The Colorado Department of Revenue (CDOR) recently released its monthly Marijuana Sales Report for March 2020. Total retail demand jumped from February to March by a significant magnitude, as has come to be expected based on prior trends. However, the month-over-month increase this year was notably smaller than those observed in the same period in the previous three years, suggesting that consumers may have been stymied from going out and purchasing cannabis due to COVID-19, which began to impact Colorado in mid-March. However, medical cannabis sales in March climbed to their highest level in over a year, indicating that patients increased purchasing, possibly to avoid potential infection. Still, wholesale prices in the state persisted in sliding downward in March, a continuation of a trend that originated at the outset of December 2019.
In March, combined retail sales of adult-use and medical cannabis totaled over $161 million, up by 15.2% compared to February’s combined revenues of over $139.7 million. While significant, this year’s proportional increase in cumulative monthly sales from February to March is of a significantly smaller magnitude relative to those documented in the same span in prior years. From February to March 2017, total retail revenue rose by 22.1% month-over-month; it increased by 20.2% in the same span in 2018; in 2019, total sales grew by 19.3% from February to March.
March 2020’s cumulative sales total represents an increase of 13.1% year-over-year. Through the first three months of 2020, Colorado medical and adult-use retailers have racked up a combined sales total of over $440.6 million, up by 14% compared to over $386.6 million in total year-to-date sales through the same period last year. Both figures are down from February 2020, when total monthly sales were up 17% from the year before and year-to-date revenue was up by 14.5%. Still, sales growth so far in 2020 continues to outpace that observed in 2019, when total retail sales increased by over 13% from 2018.

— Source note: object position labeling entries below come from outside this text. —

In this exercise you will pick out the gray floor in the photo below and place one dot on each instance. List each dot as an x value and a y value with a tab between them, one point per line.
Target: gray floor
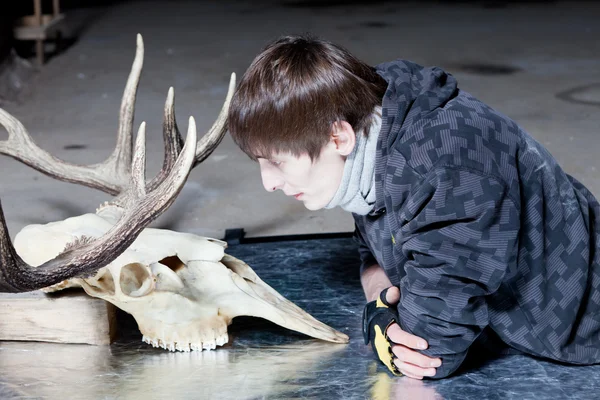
263	361
552	87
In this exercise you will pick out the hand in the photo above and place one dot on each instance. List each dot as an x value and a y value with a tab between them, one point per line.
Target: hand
410	362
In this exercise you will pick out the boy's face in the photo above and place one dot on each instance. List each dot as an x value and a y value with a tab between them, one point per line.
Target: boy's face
312	182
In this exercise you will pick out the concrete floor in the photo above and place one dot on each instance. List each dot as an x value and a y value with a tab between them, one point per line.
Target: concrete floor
551	53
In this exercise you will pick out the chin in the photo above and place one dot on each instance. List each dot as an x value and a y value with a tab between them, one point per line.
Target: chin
313	206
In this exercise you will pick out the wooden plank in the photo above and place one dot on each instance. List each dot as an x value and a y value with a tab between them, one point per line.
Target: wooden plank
27	29
70	316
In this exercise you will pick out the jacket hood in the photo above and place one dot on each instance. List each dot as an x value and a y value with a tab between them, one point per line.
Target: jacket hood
413	92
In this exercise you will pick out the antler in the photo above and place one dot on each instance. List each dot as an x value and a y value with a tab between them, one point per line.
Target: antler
137	204
112	175
84	257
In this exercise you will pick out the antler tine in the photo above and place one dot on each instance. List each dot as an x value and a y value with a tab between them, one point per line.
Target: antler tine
206	145
85	257
120	159
211	140
171	137
110	176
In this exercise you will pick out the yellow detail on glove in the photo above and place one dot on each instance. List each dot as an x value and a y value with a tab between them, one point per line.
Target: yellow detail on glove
384	350
380	303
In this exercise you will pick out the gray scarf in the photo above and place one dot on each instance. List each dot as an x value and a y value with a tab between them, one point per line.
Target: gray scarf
356	193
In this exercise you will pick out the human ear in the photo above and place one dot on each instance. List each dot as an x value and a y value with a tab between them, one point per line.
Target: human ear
343	137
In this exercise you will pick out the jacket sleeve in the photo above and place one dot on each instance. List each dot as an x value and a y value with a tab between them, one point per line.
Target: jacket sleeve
366	257
459	233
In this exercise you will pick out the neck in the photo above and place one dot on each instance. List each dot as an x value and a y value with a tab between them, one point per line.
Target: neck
356	193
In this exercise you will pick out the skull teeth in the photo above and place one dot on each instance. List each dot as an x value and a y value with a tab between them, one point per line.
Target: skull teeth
187	347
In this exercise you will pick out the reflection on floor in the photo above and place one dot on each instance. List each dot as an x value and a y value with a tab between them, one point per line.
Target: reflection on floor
265	361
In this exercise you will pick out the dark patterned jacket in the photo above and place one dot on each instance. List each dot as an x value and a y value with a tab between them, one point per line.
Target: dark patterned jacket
479	227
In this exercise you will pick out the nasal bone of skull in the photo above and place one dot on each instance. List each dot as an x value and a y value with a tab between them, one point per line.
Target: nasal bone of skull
136	280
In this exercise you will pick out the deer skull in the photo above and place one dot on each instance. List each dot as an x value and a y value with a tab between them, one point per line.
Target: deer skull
182	289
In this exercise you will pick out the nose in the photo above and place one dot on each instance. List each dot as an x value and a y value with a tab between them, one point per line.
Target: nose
271	179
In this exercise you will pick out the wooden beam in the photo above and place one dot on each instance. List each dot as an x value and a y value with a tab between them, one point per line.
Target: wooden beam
70	316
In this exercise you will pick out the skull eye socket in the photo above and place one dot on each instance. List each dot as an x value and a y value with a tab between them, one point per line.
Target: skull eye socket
136	280
173	262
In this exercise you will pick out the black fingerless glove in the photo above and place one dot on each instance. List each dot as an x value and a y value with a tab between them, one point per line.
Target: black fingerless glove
378	315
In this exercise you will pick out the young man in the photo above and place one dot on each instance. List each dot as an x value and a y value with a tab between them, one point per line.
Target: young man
468	221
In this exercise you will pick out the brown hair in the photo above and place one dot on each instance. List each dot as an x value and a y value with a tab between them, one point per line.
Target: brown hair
293	92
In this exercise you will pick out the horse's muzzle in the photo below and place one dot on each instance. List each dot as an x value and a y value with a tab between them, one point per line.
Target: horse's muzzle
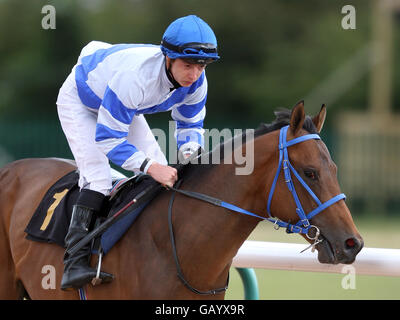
339	251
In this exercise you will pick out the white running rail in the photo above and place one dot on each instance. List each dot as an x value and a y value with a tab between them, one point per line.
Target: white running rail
287	256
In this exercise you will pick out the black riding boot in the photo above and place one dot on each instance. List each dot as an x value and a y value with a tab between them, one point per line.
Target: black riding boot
77	271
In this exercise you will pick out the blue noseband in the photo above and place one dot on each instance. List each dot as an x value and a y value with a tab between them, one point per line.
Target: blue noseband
303	225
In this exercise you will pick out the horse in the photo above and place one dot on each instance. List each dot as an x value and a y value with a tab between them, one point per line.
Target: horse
207	237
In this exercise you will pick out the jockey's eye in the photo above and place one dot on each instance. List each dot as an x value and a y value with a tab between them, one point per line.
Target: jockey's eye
311	174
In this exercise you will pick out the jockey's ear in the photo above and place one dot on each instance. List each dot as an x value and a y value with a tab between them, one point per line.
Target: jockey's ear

Adult-use retailers in Colorado tallied over $128.1 million in March. Revenues from the state’s adult-use sector in March were up by 14.3% compared to the over $112 million in retail sales generated in February. Similar to total sales, adult-use revenues typically jump in March, and did so by a larger magnitude last year, of 19.9%. March 2020’s adult-use sales are up 12.1% from those documented for the same month in 2019. In 2019, annual revenue generated by recreational retailers grew by 16.2% compared to the year prior.
Medical cannabis revenues in March came to over $32.9 million, up by 18.9% from the almost $27.7 million in sales tallied in February in that section of the market. March 2020’s medical cannabis sales are the highest monthly revenue figure from that segment of the state’s market since October 2017, indicating that registered patients stocked up ahead of coronavirus-related restrictions being put in place. Retail sales in Colorado’s medical market in March 2020 are up 17.2% year-over-year, relative to almost $28.1 million in March 2019.
In the wholesale realm, tax collection data for April 2020 – which corresponds generally to wholesale transfers and transactions executed in February – shows that the 15% excise tax on wholesale activity in Colorado’s adult-use system resulted in over $7.09 million accruing to state coffers. April’s wholesale excise tax receipts are up by 8.9% compared to tax collections from the previous month, which amounted to almost $6.51 million.
Average Market Rates (AMRs) used by the state to assess the wholesale excise tax on internal transfers of flower, trim, and other plant material between commonly-owned adult-use licenses were unchanged from February to March. (Since August 2017, AMRs are adjusted quarterly by the Colorado Department of Revenue (CDOR).) The increase in receipts from the 15% excise tax on wholesale transfers and trades in the state’s adult-use sector indicates that such activity expanded in March relative to the month prior.
However, April’s collections from the wholesale excise tax are down compared to February’s (which correspond to trading in January), when the same AMRs were in effect. This is in line with trends from prior years and indicates that COVID-19 – and accompanying restrictions and adjustments to the operations of retailers – did not result in significant changes to wholesale trading habits, at least in March. In other words, it does not appear that retailers looked to stockpile product in anticipation of higher sales, nor did they spurn the idea of bringing in new inventory.